With the end of the school year rolling up, and the ghost of the seniors roaming the halls, the class of 2019 starts to remember their years of schooling. To the new students joining and others leaving, from kindergarten to high school. The high school seniors will walk the stage in a last hurrah from being insecure freshmen to the boastful seniors we are today.
High school was the greatest time I could ever imagine. I met new people who have impacted my life drastically, while slowly finding out the real question, ‘‘ Who am I?’’ My high school career started in a place most people can’t imagine being civilized. The weather is questionable and takes a lot to get used to. The athletics are cared for more than anything else other than grades, and it produces some of the greatest people I have ever met in my life. My freshman year I met a lot of people through my small group, which made it even better. I gained a family on the football field and on the campus. My friends who I consider brothers have had my back in any situation, and still do even when I am out of the state. I played my first two high school years of football on an undefeated team, on which I started as a defensive end the first year moving to a receiver, safety, and punter. All of these changes have made me into the person I am today. knowing that you do not have to stay in one place. You can move anywhere and still have a home.
Then I moved. Moving was the hardest part of my high school career. I did not know anyone, and I did not know where to place myself in the different groups. The first week I did not talk to others much; I just stayed to myself. Until I got into the football program.
Joining football in Shawano got me into the loop with other students who had the same interests as me and allowed me to grow in reputation within the school. As I was finding more people, something did not feel right. So I started to look for other groups to talk to and hang out with, until I found myself talking to many different types of students. After I became accustomed to how Shawano works, I became a little more open and started to share my past and how different my life was to how people live theirs here.

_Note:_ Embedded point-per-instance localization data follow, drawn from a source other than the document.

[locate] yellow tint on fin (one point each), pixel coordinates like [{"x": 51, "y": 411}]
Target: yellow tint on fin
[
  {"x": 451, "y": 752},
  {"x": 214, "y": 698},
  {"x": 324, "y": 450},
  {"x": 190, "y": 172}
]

Even though I found my home and placement in Shawano, I was still missing something. When I looked at my actions more in depth, I found what I was missing. Because I had the choice of moving, I knew once I got here that this is not what I really wanted. I looked at my life before and what I had to now, and everything went back to the same thing. I don’t have the same connection with people here that I had in Texas. The sports were better, and the friends I used to have, I don’t anymore. Yes, I keep in touch with everyone, but slowly I have fallen into a hole where I am trying to stay in the loop with my friends back home and with the students here.
Shawano has brought me many joys, but it is not the same to what I am used to. The people here have known each other for years and will not accept me the way they accept each other. I grew up in a certain group, and I can’t connect with others the same as I did with them, and that has been the hardest part of my high school career.
Even though this is how I feel, I know after high school all my friends I had, I won’t talk to much at all, and my new family will come from the Navy. I will go on from this creating a new bond with them that will be different than any other. I feel hopeful about my life and where it will take me after high school.